# Benchmarks

The Python benchmark helpers live under `python/benchmarks/`.

Compare reader throughput:

```powershell
python python/benchmarks/compare_readers.py path/to/input.csv
```

Compare the streaming EDA example against pandas with the pyarrow CSV engine:

```powershell
python python/benchmarks/compare_eda.py path/to/input.csv
```

Compare a streaming `fastpycsv` filter against pyarrow on a Used Cars-style
`region == "el paso"` workload:

```powershell
python python/benchmarks/compare_filter.py path/to/vehicles.csv
```

Compare selected-column CSV-to-NumPy materialization against pyarrow:

```powershell
python python/benchmarks/compare_numpy_materialization.py path/to/vehicles.csv
```

Compare Python object materialization against pyarrow and Polars:

```powershell
python python/benchmarks/compare_python_materialization.py path/to/vehicles.csv
```

This compares full CSV and first+last-column subset materialization for
row-oriented `list[dict]` outputs and column-oriented `dict[str, list]` outputs.

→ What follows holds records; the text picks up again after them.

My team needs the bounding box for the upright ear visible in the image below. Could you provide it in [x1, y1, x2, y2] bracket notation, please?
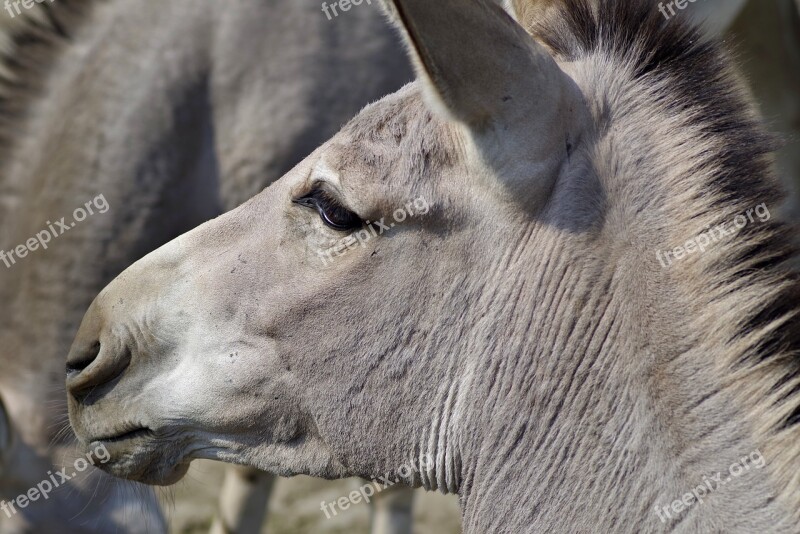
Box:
[385, 0, 583, 202]
[0, 396, 11, 471]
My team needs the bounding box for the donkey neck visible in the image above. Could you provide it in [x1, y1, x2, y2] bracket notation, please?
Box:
[450, 222, 794, 532]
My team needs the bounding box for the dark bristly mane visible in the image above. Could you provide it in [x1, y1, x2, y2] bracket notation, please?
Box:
[520, 0, 800, 508]
[530, 0, 782, 209]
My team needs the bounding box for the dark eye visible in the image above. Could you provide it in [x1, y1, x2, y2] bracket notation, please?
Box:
[292, 187, 363, 231]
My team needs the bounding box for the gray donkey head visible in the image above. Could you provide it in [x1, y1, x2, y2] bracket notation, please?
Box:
[66, 0, 587, 482]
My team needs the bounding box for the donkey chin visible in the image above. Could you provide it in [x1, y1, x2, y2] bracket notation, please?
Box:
[69, 413, 192, 485]
[96, 437, 191, 487]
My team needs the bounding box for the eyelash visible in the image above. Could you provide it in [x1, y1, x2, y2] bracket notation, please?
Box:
[292, 187, 363, 231]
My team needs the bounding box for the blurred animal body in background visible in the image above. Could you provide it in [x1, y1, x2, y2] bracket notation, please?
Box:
[0, 0, 412, 532]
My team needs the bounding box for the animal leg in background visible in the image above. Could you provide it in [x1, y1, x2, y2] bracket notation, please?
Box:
[211, 466, 276, 534]
[371, 485, 414, 534]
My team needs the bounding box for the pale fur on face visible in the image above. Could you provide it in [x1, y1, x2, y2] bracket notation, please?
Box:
[66, 0, 800, 532]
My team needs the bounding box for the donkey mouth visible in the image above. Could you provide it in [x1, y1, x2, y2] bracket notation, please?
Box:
[86, 425, 190, 486]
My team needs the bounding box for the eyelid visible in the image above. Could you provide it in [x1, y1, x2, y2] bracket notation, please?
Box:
[291, 196, 316, 208]
[292, 179, 338, 202]
[292, 183, 363, 231]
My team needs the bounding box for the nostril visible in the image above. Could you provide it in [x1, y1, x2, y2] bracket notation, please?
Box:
[67, 342, 131, 405]
[66, 341, 101, 376]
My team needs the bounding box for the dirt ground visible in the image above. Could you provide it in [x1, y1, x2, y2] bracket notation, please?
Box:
[161, 460, 462, 534]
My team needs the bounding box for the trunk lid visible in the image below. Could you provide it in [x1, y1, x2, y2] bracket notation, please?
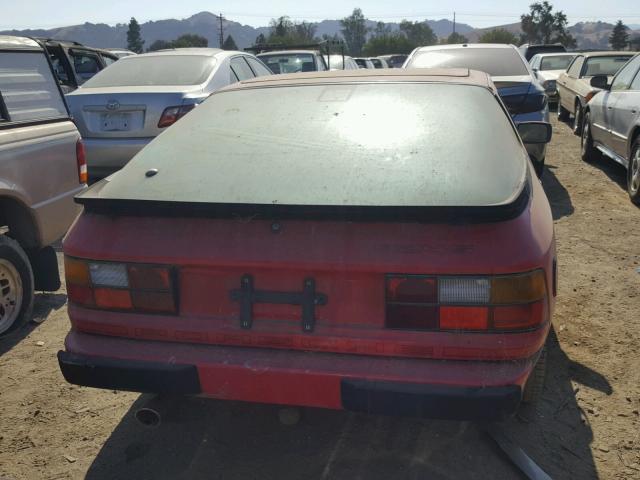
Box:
[66, 86, 203, 139]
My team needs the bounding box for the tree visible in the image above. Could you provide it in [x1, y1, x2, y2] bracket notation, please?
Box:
[399, 20, 437, 47]
[363, 34, 414, 56]
[254, 33, 267, 46]
[374, 21, 391, 38]
[172, 34, 208, 48]
[445, 32, 469, 44]
[479, 28, 519, 44]
[341, 8, 368, 56]
[520, 1, 576, 47]
[147, 39, 172, 52]
[222, 35, 238, 50]
[631, 35, 640, 52]
[126, 17, 144, 53]
[267, 17, 318, 45]
[610, 20, 630, 50]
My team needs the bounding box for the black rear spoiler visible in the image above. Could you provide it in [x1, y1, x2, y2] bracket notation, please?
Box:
[76, 180, 531, 224]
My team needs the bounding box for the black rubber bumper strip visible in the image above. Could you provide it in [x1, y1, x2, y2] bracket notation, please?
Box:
[57, 351, 201, 394]
[341, 379, 521, 421]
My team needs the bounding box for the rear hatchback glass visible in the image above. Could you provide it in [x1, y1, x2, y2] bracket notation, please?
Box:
[584, 56, 633, 76]
[409, 48, 529, 77]
[81, 55, 217, 87]
[94, 83, 528, 209]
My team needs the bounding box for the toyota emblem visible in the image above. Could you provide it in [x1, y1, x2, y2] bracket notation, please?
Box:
[106, 100, 120, 111]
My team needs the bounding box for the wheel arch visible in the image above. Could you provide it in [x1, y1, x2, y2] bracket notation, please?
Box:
[629, 126, 640, 158]
[0, 196, 41, 250]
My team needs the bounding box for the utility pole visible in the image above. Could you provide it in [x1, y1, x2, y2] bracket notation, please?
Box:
[218, 13, 224, 48]
[453, 12, 456, 34]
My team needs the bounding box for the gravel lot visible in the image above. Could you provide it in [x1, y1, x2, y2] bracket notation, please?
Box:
[0, 117, 639, 480]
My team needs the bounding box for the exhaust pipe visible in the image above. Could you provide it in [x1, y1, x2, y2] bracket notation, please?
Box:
[135, 406, 162, 427]
[134, 395, 178, 428]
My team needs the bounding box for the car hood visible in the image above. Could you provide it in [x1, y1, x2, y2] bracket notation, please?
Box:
[536, 71, 562, 81]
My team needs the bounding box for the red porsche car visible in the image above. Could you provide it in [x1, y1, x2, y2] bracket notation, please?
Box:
[59, 69, 556, 420]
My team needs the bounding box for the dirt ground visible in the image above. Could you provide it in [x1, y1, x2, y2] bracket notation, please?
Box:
[1, 117, 639, 480]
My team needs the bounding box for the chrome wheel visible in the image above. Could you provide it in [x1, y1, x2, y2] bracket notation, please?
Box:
[631, 149, 640, 195]
[581, 121, 589, 156]
[0, 259, 23, 335]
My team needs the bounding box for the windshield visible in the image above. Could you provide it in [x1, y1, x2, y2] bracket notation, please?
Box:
[539, 55, 574, 71]
[408, 48, 529, 76]
[94, 83, 527, 208]
[81, 55, 217, 87]
[258, 53, 315, 73]
[583, 56, 633, 77]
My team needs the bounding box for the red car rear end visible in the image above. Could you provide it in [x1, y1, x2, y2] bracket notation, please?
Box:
[58, 69, 556, 420]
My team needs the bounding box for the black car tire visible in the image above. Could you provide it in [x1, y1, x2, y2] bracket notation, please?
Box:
[558, 103, 570, 121]
[581, 112, 600, 163]
[628, 140, 640, 205]
[522, 347, 547, 405]
[573, 102, 583, 136]
[0, 235, 35, 336]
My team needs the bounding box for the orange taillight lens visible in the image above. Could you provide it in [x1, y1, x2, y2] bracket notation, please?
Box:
[76, 139, 88, 184]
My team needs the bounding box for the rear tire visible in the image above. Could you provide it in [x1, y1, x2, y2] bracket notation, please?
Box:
[573, 102, 583, 136]
[558, 103, 570, 121]
[581, 112, 600, 163]
[628, 141, 640, 205]
[0, 236, 34, 336]
[522, 348, 547, 404]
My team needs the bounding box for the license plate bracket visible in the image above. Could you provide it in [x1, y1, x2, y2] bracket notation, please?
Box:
[230, 275, 327, 333]
[101, 113, 130, 131]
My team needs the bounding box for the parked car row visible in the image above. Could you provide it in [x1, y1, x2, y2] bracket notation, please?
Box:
[2, 33, 560, 423]
[525, 45, 640, 204]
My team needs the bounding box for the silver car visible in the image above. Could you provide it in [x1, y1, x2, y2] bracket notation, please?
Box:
[66, 48, 272, 180]
[529, 52, 577, 104]
[581, 53, 640, 204]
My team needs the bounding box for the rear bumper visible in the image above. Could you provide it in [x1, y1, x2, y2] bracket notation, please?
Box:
[83, 137, 152, 179]
[59, 331, 534, 421]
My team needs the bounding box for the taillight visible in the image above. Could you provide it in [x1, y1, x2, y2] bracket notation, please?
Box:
[65, 256, 177, 314]
[76, 139, 87, 184]
[157, 104, 196, 128]
[385, 270, 548, 332]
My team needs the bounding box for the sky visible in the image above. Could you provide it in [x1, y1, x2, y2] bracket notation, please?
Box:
[2, 0, 640, 30]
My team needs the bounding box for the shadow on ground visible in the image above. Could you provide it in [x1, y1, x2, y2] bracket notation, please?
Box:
[84, 328, 607, 480]
[0, 292, 66, 357]
[590, 156, 628, 191]
[542, 164, 575, 220]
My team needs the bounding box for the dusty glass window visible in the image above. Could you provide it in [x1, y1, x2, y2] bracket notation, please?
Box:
[408, 48, 529, 76]
[0, 52, 67, 122]
[98, 83, 528, 208]
[82, 55, 217, 87]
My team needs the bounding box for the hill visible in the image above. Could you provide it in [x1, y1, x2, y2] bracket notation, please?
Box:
[0, 11, 472, 50]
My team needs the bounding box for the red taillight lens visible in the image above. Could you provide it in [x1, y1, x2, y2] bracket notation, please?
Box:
[386, 276, 437, 303]
[64, 257, 176, 314]
[440, 306, 489, 331]
[157, 104, 196, 128]
[385, 270, 548, 332]
[76, 139, 87, 184]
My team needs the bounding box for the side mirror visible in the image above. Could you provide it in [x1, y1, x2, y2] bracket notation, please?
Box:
[517, 122, 553, 144]
[590, 75, 610, 90]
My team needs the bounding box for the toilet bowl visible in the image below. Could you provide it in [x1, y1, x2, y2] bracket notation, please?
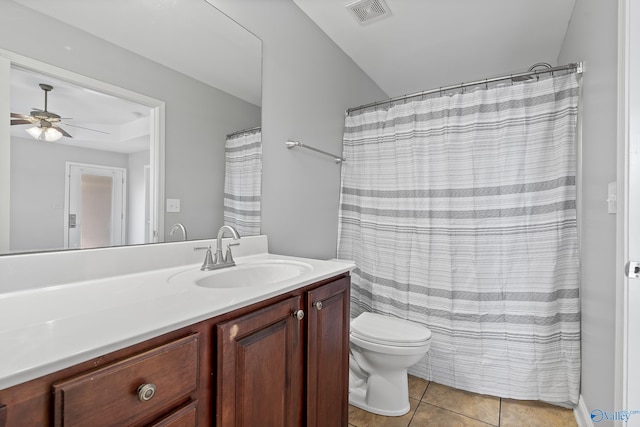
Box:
[349, 312, 431, 416]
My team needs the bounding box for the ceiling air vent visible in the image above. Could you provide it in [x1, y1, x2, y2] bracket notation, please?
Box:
[346, 0, 391, 25]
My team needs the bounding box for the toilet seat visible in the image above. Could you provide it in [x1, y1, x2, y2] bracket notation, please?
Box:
[350, 312, 431, 347]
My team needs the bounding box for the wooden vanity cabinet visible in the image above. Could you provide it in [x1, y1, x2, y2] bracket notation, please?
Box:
[0, 273, 350, 427]
[216, 276, 351, 427]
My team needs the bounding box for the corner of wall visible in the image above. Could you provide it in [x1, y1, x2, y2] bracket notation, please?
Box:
[574, 395, 595, 427]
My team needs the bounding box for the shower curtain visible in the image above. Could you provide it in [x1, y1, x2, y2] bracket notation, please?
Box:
[337, 73, 580, 406]
[223, 128, 262, 236]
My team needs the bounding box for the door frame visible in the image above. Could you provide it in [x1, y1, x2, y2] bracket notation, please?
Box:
[64, 162, 127, 249]
[616, 0, 637, 421]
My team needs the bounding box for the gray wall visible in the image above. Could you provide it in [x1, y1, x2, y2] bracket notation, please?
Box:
[211, 0, 387, 259]
[558, 0, 619, 419]
[0, 1, 261, 243]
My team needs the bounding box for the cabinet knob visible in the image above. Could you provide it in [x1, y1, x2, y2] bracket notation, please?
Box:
[293, 310, 305, 320]
[137, 383, 156, 402]
[314, 301, 323, 310]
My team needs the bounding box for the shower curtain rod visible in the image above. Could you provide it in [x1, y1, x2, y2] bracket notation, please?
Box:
[226, 126, 261, 139]
[346, 62, 583, 115]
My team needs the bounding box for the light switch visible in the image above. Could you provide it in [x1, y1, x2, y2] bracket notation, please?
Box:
[166, 198, 181, 213]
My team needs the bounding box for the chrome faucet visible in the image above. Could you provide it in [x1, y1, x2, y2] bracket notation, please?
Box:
[214, 225, 241, 266]
[169, 223, 188, 241]
[194, 225, 241, 271]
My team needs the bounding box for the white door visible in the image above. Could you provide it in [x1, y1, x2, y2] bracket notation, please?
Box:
[65, 162, 126, 249]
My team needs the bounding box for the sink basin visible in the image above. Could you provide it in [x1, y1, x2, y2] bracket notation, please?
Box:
[169, 260, 313, 289]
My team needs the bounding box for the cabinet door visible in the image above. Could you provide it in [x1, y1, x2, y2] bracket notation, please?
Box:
[217, 296, 304, 427]
[306, 277, 350, 427]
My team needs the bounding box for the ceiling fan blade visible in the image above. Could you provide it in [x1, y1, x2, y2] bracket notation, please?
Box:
[11, 119, 34, 126]
[11, 112, 33, 120]
[63, 123, 110, 135]
[53, 125, 73, 138]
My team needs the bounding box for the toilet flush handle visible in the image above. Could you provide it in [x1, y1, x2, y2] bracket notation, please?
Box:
[314, 301, 323, 310]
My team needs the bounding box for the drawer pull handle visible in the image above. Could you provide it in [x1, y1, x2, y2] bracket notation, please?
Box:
[137, 383, 156, 402]
[293, 310, 305, 320]
[314, 301, 323, 310]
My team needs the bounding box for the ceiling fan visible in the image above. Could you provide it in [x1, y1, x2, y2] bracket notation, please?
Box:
[10, 83, 72, 142]
[10, 83, 108, 142]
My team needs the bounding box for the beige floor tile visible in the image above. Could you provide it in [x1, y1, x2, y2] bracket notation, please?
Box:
[500, 399, 578, 427]
[408, 375, 429, 400]
[421, 382, 500, 426]
[348, 398, 419, 427]
[410, 402, 495, 427]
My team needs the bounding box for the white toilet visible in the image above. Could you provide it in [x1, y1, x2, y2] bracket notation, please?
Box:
[349, 312, 432, 416]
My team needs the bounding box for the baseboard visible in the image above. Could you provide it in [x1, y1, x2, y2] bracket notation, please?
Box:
[574, 395, 594, 427]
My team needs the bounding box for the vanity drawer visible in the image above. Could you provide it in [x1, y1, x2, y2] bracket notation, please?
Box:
[52, 334, 199, 427]
[150, 400, 198, 427]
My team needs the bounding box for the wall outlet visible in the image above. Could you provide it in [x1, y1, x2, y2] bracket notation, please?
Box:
[166, 198, 181, 213]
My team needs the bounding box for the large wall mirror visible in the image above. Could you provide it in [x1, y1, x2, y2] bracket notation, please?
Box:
[0, 0, 262, 255]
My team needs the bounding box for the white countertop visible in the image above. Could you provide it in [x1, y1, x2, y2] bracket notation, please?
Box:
[0, 251, 354, 390]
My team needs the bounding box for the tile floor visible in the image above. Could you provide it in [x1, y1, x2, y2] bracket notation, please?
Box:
[348, 376, 578, 427]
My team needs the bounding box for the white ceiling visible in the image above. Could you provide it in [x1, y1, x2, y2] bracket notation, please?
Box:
[293, 0, 576, 99]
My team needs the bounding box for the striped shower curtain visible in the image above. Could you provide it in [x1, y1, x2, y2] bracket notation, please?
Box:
[223, 128, 262, 236]
[338, 73, 580, 406]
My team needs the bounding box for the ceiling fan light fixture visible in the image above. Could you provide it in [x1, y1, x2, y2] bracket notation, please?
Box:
[26, 125, 63, 142]
[25, 126, 43, 140]
[44, 127, 63, 142]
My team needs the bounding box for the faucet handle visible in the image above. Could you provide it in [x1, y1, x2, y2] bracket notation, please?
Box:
[194, 246, 216, 271]
[225, 243, 240, 265]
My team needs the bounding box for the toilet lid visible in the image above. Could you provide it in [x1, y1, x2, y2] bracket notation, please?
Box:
[350, 312, 432, 347]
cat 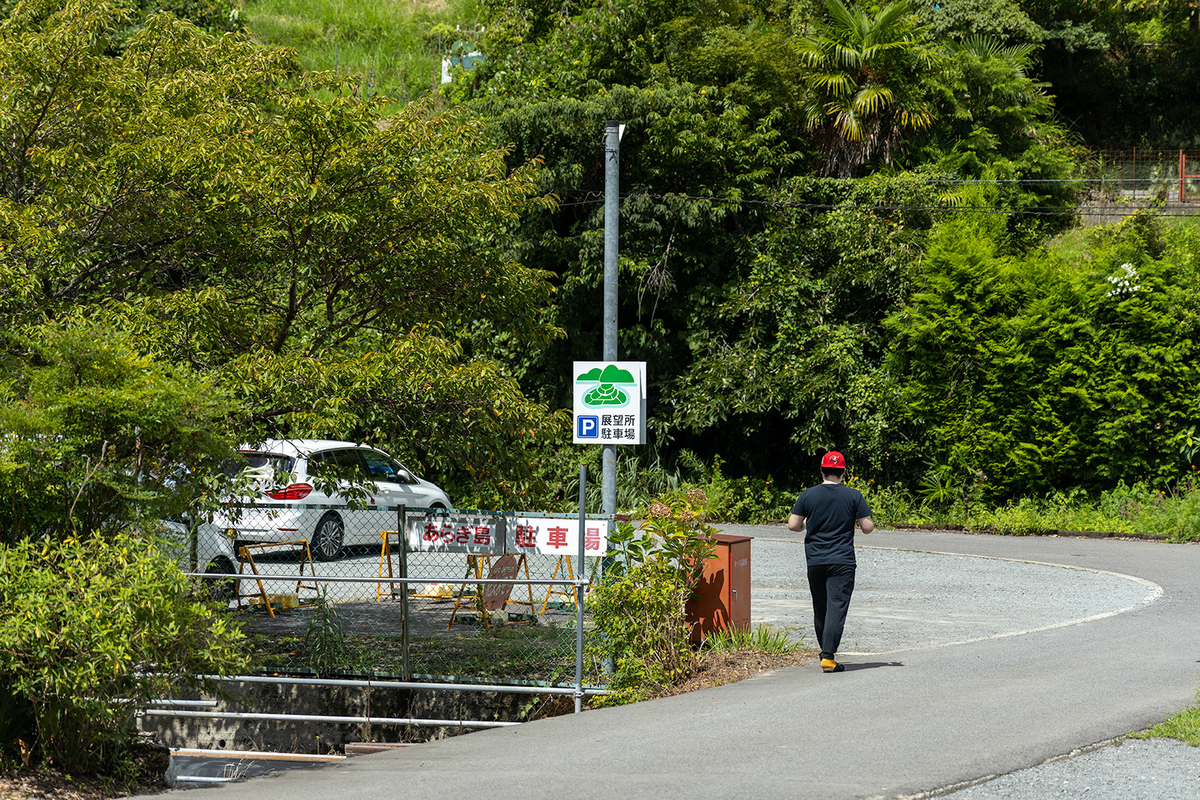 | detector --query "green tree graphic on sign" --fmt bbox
[577,365,636,407]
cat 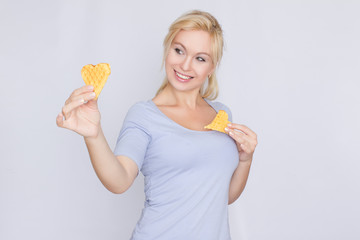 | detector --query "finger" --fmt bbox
[75,91,97,104]
[62,92,96,119]
[229,129,256,145]
[228,123,257,138]
[225,127,246,137]
[56,112,66,128]
[66,85,94,104]
[230,129,258,152]
[56,112,73,130]
[75,84,94,95]
[228,130,247,144]
[228,131,252,152]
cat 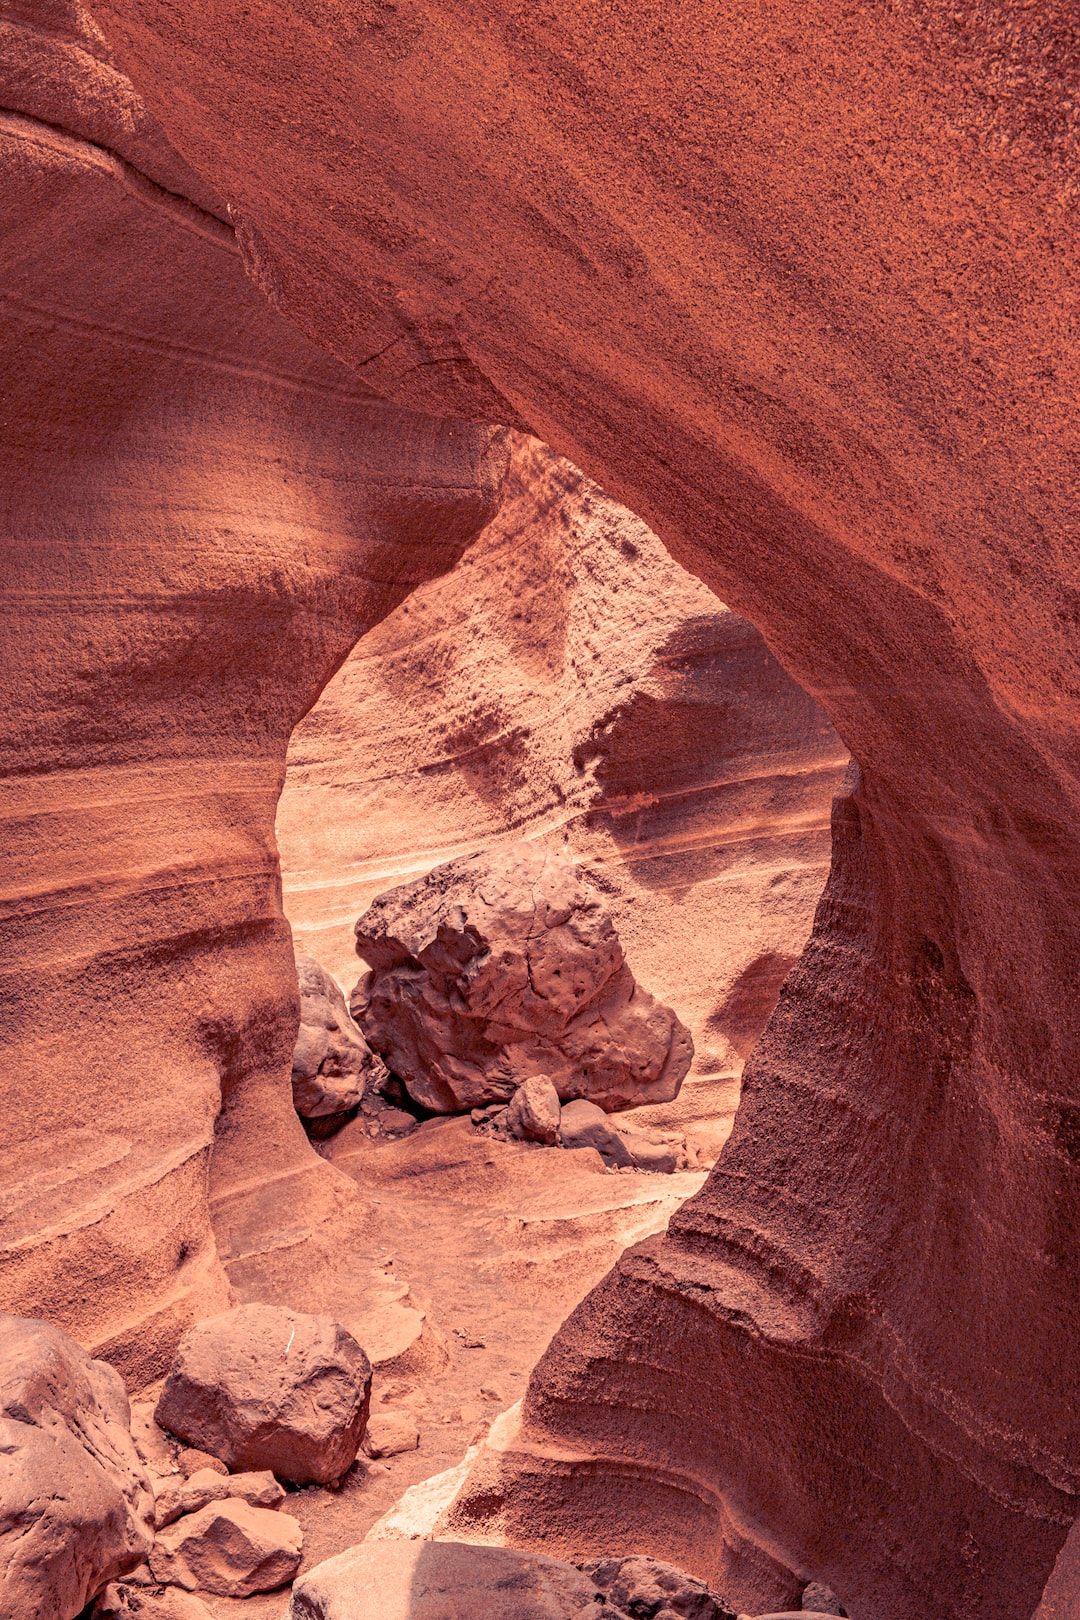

The NumPy materialization benchmark includes pyarrow's direct CSV reader,
pyarrow's Dataset/Scanner path, pyarrow's streaming CSV reader, and Polars lazy
scanning. The Dataset row is included because it is pyarrow's closest API for
parallel predicate/projection work, but it is also more configuration-sensitive
than `pyarrow.csv.read_csv()`: without explicit column types, pyarrow Dataset
may infer a narrow integer type from early rows and later fail on wider values.
The benchmark pins obvious numeric columns such as `price`, `year`, and
`odometer` to avoid measuring that crash path instead of CSV/filter throughput.

The helpers run workloads in fresh Python processes and report wall time,
throughput, and peak resident or working-set memory.

Use the same Python version that built `fastpycsv`; for example, a `cp310`
extension will not import under Python 3.14.